Flags

Ceph has a number of flags that are usually applied across the cluster as a whole. These flags direct Ceph's behavior in a number of ways and when set are reported by ceph status.

The most commonly utilized flag is noout, which directs Ceph to not automatically mark out any OSDs that enter the down state. Since OSDs will not be marked out while the flag is set, the cluster will not start the backfill/recovery process to ensure optimal replication. This is most useful when performing maintenance, including simple reboots. By telling Ceph Hold on, we'll be right back we save the overhead and churn of automatically-triggered data movement.

Here's an example of rebooting an OSD node within a Jewel cluster. First, we run ceph -s to check the overall status of the cluster. This is an excellent habit to get into before, during, and after even the simplest of maintenance; if something is amiss it is almost always best to restore full health before stirring the pot.

# ceph -s
   cluster 3369c9c6-bfaf-4114-9c31-576afa64d0fe
     health HEALTH_OK
     monmap e2: 5 mons at {mon001=10.8.45.10:6789/0,mon002=10.8.45.11:6789/0,mon003=10.8.45.143:6789/0,mon004=10.80.46.10:6789/0,mon005=10.80.46.11:6789/0}
            election epoch 24, quorum 0,1,2,3,4 mon001,mon002,mon003,mon004,mon005
     osdmap e33039: 280 osds: 280 up, 280 in
            flags sortbitwise,require_jewel_osds
      pgmap v725092: 16384 pgs, 1 pools, 0 bytes data, 1 objects
            58364 MB used, 974 TB / 974 TB avail
               16384 active+clean

Here we see that the cluster health is HEALTH_OK, and that all 280 OSDs are both up and in. Squeaky clean healthy cluster. Note that two flags are already set: sortbitwise and require_jewel_osds. The sortbitwise flag denotes an internal sorting change required for certain new features. The require_jewel_osds flag avoids compatibility problems by preventing pre-Jewel OSDs from joining the cluster. Both should always be set on clusters running Jewel or later releases, and you will not need to mess with either directly unless you're upgrading from an earlier release.

# ceph osd set noout
set noout

Now that we've ensured that the cluster is healthy going into our maintenance, we set the noout flag to forestall unwarranted recovery. Note that the cluster health immediately becomes HEALTH_WARN and that a line is added by ceph status showing the reason for the warning state.

# ceph status
   cluster 3369c9c6-bfaf-4114-9c31-576afa64d0fe
     health HEALTH_WARN
            noout flag(s) set
     monmap e2: 5 mons at {mon001=10.8.45.10:6789/0,mon002=10.8.45.11:6789/0,mon003=10.8.45.143:6789/0,mon004=10.80.46.10:6789/0,mon005=10.80.46.11:6789/0}
            election epoch 24, quorum 0,1,2,3,4 mon001,mon002,mon003,mon004,mon005
     osdmap e33050: 280 osds: 280 up, 280 in
            flags noout,sortbitwise,require_jewel_osds
      pgmap v725101: 16384 pgs, 1 pools, 0 bytes data, 1 objects
            58364 MB used, 974 TB / 974 TB avail
               16384 active+clean

At this point we still have all OSDs up and in; we're good to proceed.

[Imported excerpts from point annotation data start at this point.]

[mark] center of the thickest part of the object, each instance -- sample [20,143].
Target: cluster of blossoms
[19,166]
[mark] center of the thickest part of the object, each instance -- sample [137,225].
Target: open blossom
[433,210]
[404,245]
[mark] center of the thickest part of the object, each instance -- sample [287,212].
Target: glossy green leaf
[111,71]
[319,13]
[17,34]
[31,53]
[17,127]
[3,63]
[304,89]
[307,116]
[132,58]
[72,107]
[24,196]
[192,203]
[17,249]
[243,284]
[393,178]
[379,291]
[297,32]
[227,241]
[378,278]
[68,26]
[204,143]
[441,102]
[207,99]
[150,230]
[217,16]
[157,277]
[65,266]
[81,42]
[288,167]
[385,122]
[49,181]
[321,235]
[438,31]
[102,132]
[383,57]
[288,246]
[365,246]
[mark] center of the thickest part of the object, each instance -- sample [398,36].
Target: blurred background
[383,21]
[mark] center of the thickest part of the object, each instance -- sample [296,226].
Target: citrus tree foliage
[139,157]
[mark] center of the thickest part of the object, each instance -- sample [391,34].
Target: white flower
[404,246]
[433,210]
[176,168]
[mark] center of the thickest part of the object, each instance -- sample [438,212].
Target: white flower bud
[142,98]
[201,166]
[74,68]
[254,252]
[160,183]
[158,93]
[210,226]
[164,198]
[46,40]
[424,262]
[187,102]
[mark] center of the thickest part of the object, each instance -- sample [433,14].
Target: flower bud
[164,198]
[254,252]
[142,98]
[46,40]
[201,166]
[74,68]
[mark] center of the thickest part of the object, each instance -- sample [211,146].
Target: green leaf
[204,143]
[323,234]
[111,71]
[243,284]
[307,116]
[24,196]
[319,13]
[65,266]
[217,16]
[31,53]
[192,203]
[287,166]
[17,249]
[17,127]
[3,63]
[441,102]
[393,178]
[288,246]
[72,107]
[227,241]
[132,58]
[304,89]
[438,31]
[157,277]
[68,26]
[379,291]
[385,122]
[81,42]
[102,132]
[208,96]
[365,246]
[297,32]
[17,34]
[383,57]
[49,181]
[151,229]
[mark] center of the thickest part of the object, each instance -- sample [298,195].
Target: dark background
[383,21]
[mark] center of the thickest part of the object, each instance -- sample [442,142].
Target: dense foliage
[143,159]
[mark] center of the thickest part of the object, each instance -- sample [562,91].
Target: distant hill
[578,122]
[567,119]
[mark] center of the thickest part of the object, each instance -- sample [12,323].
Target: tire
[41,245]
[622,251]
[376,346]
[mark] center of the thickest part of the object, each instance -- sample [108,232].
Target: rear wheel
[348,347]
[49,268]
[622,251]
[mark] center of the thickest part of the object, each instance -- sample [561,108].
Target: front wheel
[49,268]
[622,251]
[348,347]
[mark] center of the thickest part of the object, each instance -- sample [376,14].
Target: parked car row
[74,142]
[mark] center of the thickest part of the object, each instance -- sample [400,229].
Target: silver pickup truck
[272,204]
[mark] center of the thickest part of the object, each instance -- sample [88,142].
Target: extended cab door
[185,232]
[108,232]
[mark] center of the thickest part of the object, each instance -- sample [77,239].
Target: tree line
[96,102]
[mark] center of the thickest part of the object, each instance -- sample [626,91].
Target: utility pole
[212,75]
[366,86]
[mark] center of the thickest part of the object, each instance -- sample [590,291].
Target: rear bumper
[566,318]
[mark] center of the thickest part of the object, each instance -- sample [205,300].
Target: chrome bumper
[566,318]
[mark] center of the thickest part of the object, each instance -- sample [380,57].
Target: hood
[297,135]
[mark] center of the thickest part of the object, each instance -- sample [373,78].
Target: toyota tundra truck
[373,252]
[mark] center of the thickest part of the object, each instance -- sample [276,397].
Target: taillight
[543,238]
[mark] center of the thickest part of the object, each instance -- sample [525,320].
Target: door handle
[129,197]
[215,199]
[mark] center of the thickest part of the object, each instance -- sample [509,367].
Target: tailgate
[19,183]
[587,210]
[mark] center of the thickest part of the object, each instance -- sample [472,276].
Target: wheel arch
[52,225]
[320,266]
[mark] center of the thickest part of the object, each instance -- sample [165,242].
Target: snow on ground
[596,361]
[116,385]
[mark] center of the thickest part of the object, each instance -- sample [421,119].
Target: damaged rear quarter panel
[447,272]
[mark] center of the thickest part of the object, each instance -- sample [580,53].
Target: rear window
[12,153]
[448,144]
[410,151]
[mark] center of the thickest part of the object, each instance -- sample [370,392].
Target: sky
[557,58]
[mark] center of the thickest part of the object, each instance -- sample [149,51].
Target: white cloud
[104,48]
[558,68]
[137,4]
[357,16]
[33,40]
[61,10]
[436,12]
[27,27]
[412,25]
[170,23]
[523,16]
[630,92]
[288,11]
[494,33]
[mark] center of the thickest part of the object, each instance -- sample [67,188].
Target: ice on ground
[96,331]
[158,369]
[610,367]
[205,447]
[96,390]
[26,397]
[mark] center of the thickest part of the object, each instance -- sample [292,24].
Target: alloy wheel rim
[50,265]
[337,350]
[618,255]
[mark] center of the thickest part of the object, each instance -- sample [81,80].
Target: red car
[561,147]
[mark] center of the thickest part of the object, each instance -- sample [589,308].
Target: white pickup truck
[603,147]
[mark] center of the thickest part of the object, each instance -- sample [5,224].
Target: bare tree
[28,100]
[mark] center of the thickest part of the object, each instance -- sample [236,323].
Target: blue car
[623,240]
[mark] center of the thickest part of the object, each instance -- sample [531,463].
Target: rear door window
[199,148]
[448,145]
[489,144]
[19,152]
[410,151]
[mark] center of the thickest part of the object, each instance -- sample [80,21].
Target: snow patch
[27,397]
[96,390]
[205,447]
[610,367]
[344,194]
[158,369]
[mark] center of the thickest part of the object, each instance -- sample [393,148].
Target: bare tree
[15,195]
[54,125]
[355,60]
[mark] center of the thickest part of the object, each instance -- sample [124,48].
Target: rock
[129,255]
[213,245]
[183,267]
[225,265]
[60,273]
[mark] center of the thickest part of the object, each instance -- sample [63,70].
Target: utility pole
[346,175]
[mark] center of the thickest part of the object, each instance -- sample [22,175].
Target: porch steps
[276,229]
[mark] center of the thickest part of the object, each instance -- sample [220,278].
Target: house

# ssh osd013 shutdown -r now

We've rebooted a specific OSD node, say to effect a new kernel or to straighten out a confused HBA. Ceph quickly marks the OSDs on this system down; 20 currently are provisioned on this particular node. Note a new line in the status output below calling out these down OSDs with a corresponding adjustment to the number of up OSDs on the osdmap line. It's easy to gloss over disparities in the osdmap entry, especially when using fonts where values like 260 and 280 are visually similar, so we're pleased that Ceph explicitly alerts us to the situation.

This cluster has CRUSH rules that require copies of data to be in disjoint racks. With the default replicated pool size and min_size settings of three and two respectively all placement groups (PGs) whose acting sets include one of these OSDs are marked undersized and degraded. With only one replica out of service, Ceph continues serving data without missing a beat. This example cluster is idle, but in production when we do this there will be operations that come in while the host is down. These operations will manifest in the output of ceph status as additional lines listing PGs in the state backfill_wait. This indicates that Ceph has data that yearns to be written to the OSDs that are (temporarily) down.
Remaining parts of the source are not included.